First-ever Limmud FSU Canada Opens Today
Some 400 Russian-speaking Jews will convene today at Ontario’s Deerhurst Resort for the inaugural Limmud FSU conference in Canada. A dynamic and pluralistic Jewish festival of learning, culture and creativity, Limmud FSU Canada will feature such prominent speakers as conference Honorary Chair MP Irwin Cotler, a Canadian-Jewish leader and human rights activist; MP Mark Adler, the first Jewish elected representative from the Conservative Party; Limor Livnat, Israel’s Minister of Culture & Sport; Marat Ressin, a Canadian Russian-Jewish entrepreneur; Sophie Milman, the star jazz vocalist; Matthew Bronfman, Limmud FSU chair; and many others. Limmud FSU Canada is being held in collaboration with UJA-Federation of Greater Toronto.
Limmud FSU Canada will offer a wide array of sessions, from “Not Just ISIS and Hamas: The threat of Islamic Radicalization on Israel and on the Western world” to “Canadian Jews: A unique community or just American Jews in the making?” Other sessions will focus on the crisis in Ukraine, Jewish life in the Russian Empire, the Russian-speaking Jewish elite in Russia; and such esoteric topics as “The Shadchan – the Art of Jewish Matchmaking” and a Kosher Wine workshop. Limmud FSU Canada will also feature nature walks, theater and programs for children.

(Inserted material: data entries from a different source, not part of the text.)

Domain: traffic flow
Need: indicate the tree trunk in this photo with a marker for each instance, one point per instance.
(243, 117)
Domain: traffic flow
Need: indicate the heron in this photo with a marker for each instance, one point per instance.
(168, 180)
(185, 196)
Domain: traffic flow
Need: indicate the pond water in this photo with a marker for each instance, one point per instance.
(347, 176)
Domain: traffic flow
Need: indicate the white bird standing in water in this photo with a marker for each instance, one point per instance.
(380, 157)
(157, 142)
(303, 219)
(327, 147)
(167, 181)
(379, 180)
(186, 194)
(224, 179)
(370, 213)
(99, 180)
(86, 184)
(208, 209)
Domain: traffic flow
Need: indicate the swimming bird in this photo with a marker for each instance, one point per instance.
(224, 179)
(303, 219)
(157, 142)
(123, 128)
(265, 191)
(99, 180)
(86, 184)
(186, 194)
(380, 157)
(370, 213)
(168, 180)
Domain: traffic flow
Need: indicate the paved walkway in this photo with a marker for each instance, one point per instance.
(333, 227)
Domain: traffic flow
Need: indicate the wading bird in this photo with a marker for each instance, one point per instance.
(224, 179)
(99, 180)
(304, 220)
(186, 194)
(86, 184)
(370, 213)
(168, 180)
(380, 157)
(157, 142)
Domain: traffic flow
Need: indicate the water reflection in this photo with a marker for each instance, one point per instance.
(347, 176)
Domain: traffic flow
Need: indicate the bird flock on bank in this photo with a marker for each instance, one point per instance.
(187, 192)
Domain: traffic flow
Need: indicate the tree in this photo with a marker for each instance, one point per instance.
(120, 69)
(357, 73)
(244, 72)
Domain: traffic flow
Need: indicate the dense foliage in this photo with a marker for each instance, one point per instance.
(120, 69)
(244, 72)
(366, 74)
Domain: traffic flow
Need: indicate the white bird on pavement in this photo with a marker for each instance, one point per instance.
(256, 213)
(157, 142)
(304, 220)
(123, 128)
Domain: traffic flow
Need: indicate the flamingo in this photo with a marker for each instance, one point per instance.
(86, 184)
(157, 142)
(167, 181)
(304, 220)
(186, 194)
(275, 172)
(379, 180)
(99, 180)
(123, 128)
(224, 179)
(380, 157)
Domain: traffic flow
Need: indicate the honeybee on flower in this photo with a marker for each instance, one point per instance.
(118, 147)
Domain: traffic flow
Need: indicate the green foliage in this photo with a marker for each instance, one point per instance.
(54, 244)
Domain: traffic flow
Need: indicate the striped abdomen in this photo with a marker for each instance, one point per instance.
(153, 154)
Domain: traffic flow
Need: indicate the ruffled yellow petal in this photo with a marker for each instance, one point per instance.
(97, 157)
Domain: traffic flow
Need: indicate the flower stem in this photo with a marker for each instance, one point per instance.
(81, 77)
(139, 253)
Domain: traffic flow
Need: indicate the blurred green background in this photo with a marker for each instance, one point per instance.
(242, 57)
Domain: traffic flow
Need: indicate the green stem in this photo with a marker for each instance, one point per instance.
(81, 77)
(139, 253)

This is the first time a global conference for Russian-speaking Jews is being held in Canada, home to about 330,000 Jews, including an estimated 70,000-plus Russian speakers, many in the Greater Toronto area. The contemporary Russian-speaking Jewish community in Canada – among the centers of Russian-Jewish immigration globally – is shaped by three waves of immigration, starting with the major exodus of Jews from the Soviet Union in the 1970s and 1980s; Jews from countries of the former Soviet Union including those who first went to Israel, between 1990 and 2001; and since then those who first immigrated to Israel in the 1990s. A large percentage, nearly 220,000, of the country’s overall Jewish population lives in the Greater Toronto Area, including about 20-30,000 Israelis.